Legende[bewerken | brontekst bewerken]

Jacobus de Voragine vatte in de 13e eeuw meerdere versies van de legende van Julianus samen tot één verhaal. Het is een heilige zonder nationaliteit, zonder sterfdatum, zonder graf. De oudere versies ontstonden al in de 9e tot 12e eeuw.[2] Sinds de publicatie door de Voragine kende de legende een belangrijke verspreiding in West-Europa. De beeltenissen van Julianus Hospitator in de glasramen van de kathedraal van Chartres (vanaf 1220) en van Rouen (vanaf 1285) droegen bij tot zijn bekendheid.[3] In Rouen was het de gilde van vishandelaars die de serie glasramen over Julianus Hospitator financierde. De legende van Julianus Hospitator werd soms vermengd met verhalen van 4 martelaars in Italië vereerd met de naam Julianus; Julianus Hospitator was geen martelaar. Ook werd de legende verward met deze van de heilige Julianus van Le Mans of de heilige Julianus van Brioude.

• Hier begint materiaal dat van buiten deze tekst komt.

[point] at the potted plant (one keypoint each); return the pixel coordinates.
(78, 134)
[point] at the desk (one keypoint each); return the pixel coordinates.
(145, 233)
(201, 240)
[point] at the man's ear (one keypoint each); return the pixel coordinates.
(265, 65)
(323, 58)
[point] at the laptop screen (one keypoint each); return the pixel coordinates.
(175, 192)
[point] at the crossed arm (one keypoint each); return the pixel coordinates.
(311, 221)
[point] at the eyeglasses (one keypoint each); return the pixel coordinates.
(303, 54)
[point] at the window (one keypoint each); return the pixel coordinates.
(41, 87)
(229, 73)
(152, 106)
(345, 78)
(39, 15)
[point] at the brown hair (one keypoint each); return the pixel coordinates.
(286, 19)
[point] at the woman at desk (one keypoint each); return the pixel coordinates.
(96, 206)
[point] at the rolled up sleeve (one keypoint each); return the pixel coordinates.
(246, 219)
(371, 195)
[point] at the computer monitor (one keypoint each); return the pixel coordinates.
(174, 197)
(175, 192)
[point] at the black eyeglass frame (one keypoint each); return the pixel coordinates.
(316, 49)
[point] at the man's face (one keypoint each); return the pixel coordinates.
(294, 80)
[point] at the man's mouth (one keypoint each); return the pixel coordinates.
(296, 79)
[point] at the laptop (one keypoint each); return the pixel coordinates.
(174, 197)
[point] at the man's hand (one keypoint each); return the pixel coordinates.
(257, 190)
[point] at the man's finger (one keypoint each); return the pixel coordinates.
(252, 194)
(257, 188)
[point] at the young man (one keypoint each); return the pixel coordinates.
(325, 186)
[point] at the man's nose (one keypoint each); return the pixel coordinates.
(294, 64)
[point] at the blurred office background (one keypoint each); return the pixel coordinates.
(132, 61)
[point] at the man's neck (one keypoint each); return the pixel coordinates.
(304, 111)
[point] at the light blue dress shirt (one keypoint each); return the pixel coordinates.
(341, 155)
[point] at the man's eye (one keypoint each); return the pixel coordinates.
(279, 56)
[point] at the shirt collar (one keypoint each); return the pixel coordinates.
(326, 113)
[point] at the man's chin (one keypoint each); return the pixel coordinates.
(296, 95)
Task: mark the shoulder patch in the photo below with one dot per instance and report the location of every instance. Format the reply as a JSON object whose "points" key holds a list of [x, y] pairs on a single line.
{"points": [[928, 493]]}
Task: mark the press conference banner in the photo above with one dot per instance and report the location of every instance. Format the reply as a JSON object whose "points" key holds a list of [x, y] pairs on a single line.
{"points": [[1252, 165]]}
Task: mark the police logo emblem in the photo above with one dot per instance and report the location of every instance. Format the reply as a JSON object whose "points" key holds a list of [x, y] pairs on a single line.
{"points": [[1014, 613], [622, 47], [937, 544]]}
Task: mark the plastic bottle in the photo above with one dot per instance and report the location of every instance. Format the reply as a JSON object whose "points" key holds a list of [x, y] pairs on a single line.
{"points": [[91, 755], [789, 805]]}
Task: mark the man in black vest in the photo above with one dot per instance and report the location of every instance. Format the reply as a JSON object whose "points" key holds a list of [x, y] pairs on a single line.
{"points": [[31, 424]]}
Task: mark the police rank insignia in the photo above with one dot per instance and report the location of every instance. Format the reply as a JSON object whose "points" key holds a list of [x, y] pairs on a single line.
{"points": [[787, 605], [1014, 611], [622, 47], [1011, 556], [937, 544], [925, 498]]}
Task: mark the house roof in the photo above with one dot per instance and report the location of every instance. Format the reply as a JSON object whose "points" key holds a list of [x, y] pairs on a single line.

Julianus Hospitator werd in de middeleeuwen en nadien aanroepen als de patroon van de reizigers, de pelgrims, de herbergklanten en de gokkers. Hij wordt afgebeeld als jager, soms te paard met een hert naast hem.

In de 19e eeuw geraakte Gustave Flaubert gefascineerd door Julianus Hospitator zoals hij uitgebeeld is in de kathedraal van Rouen, zijn geboortestad. De legende van Julianus Hospitator werd het tweede verhaal van de Trois Contes (1877) van Gustave Flaubert.

Levensverhaal volgens Jacobus de Voragine[bewerken | brontekst bewerken]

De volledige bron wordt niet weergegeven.